Example 1: The Romantic Gone Wrong
Incorrect: Wrapped in his arms, the city lights blurred through the rain-streaked window.
So … the city lights are cuddled up with someone? Main character energy for an inanimate object, honestly.
Correct: Wrapped in his arms, she watched the city lights blur through the rain-streaked window.
Now a human is doing the holding and the watching. Syntax in storytelling matters; one added subject fixes everything.
Example 2: The Action Scene That Tripped
Incorrect: Sprinting through the alley, the gunshot echoed behind Reese.

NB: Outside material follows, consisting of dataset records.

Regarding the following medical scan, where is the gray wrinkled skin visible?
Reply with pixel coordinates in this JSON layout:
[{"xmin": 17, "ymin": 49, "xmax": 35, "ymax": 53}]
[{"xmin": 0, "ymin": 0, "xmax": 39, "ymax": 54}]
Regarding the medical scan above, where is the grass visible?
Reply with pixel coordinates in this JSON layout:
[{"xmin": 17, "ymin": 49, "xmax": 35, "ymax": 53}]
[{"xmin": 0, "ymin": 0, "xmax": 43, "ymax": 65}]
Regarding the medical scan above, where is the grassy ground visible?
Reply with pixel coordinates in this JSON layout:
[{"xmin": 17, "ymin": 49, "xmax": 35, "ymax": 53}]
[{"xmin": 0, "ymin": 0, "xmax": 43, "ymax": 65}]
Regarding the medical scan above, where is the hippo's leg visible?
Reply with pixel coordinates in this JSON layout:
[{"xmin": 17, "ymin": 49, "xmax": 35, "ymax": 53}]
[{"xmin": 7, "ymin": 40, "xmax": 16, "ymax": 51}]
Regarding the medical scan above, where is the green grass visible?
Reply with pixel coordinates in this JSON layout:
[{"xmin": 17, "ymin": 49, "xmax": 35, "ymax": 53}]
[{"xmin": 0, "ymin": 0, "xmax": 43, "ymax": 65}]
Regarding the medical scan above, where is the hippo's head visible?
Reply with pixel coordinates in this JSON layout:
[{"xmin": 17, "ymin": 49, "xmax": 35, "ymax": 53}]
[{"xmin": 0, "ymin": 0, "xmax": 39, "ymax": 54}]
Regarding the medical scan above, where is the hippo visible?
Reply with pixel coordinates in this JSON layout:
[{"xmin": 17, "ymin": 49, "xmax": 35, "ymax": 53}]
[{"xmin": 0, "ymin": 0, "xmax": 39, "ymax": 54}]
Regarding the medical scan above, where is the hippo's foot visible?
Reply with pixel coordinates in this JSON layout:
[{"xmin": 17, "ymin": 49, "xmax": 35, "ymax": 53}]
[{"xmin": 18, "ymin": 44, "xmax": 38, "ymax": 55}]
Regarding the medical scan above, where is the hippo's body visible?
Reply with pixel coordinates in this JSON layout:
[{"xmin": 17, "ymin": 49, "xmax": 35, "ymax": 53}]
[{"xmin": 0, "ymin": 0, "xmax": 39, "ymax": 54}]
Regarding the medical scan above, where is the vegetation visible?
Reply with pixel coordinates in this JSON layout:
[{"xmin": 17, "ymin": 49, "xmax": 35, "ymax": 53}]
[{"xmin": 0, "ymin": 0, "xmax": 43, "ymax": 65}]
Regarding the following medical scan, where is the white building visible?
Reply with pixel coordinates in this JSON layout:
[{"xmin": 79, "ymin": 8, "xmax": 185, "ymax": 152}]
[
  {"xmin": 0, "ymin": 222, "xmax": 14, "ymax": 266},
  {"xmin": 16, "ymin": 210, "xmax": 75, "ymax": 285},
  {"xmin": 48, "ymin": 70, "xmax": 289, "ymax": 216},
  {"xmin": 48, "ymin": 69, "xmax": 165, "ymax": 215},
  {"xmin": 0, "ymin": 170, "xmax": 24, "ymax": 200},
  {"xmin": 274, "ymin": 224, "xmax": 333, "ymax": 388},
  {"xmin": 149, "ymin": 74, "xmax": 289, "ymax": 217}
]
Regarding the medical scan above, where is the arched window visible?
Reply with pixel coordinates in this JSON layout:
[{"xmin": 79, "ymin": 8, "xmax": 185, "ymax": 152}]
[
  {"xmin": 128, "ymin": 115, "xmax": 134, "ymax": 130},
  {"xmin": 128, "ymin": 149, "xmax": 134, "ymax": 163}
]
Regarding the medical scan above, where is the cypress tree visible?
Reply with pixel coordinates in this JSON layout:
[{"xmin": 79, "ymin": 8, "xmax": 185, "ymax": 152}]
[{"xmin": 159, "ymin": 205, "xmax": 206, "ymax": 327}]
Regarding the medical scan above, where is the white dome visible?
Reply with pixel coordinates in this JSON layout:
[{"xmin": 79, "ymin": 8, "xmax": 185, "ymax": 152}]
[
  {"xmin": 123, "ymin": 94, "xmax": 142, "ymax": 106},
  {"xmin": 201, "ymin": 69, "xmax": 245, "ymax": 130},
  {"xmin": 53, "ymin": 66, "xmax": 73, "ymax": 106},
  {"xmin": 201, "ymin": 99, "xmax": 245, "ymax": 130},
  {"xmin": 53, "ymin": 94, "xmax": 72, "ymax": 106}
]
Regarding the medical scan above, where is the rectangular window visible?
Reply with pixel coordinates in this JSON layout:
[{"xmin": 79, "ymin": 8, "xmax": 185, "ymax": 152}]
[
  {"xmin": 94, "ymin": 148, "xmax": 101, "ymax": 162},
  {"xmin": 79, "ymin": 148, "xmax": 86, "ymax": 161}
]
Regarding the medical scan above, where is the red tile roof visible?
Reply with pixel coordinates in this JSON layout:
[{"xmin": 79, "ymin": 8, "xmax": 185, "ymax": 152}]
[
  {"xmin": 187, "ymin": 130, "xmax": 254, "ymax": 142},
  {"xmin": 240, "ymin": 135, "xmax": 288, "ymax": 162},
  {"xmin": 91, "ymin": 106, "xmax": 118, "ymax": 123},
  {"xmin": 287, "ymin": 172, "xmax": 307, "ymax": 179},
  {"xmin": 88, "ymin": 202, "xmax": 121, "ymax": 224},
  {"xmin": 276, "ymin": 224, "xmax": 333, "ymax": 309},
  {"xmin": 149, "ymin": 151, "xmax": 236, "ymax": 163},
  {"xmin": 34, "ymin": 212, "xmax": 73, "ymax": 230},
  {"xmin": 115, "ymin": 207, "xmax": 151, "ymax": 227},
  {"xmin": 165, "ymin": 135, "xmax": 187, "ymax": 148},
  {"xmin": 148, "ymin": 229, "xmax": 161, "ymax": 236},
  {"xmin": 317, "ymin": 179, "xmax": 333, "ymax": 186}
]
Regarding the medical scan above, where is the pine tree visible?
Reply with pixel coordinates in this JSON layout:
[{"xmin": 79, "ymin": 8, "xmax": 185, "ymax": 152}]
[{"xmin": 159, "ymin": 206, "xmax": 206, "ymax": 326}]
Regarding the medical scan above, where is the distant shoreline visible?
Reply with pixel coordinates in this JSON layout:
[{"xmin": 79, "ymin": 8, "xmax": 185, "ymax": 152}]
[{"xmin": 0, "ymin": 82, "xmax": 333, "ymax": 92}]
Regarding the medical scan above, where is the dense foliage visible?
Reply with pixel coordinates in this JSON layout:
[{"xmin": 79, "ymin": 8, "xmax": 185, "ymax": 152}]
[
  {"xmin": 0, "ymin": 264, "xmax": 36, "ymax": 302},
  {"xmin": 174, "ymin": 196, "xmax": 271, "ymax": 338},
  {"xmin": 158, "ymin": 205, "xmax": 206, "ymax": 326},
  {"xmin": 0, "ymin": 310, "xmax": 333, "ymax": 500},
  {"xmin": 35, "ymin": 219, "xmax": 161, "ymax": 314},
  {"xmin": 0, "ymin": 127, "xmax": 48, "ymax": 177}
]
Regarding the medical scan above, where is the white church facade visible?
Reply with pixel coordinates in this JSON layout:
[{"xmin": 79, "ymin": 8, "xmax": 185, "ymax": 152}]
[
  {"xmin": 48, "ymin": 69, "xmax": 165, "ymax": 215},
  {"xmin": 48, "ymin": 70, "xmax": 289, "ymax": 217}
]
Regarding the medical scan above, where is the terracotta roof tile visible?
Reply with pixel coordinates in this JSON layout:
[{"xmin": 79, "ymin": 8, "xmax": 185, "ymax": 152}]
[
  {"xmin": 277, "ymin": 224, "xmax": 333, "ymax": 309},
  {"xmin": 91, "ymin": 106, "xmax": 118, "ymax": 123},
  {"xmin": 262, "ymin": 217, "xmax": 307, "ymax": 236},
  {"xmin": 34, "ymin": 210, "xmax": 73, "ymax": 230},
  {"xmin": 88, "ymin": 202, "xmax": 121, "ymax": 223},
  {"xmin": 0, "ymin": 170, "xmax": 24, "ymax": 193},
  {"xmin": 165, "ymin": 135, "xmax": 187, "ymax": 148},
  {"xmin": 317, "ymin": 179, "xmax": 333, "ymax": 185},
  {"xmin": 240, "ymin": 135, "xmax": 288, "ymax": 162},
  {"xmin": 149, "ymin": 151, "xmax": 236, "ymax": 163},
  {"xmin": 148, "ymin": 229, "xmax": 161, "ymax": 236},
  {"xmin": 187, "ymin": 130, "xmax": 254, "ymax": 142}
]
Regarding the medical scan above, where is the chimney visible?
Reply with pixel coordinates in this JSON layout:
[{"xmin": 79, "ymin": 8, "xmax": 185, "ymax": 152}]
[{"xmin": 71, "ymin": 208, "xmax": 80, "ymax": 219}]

The gunshot is sprinting. Really? It’s giving sentient bullet.
Correct: Sprinting through the alley, Reese heard the gunshot echo behind her.
Reese is sprinting. The gun is echoing. Order is restored.
Example 3: The Emotional Beat That Went Sideways
Incorrect: Sobbing quietly, the letter fell from Ava’s hands.
A crying letter. That’s not how it works, or maybe it’s magic?
Correct: Sobbing quietly, Ava let the letter fall from her hands.
Now the emotion belongs to a person, and the scene actually lands.
Why Precision Is the Point
Margaret Atwood approaches it from the reader’s side. She’s spoken about how a writer’s responsibility is to the clarity of the experience, to make sure the reader sees what you see. A misplaced modifier breaks that contract. It introduces ambiguity where you intended an atmosphere.
A misplaced modifier is so subtle that you need a different set of eyes to spot it. And the fix is almost always simple: Put the modifier next to the subject it’s actually describing. That’s it. Make every word sit exactly where it belongs, and your reader will never have to ask, “Wait—who’s holding the knife?”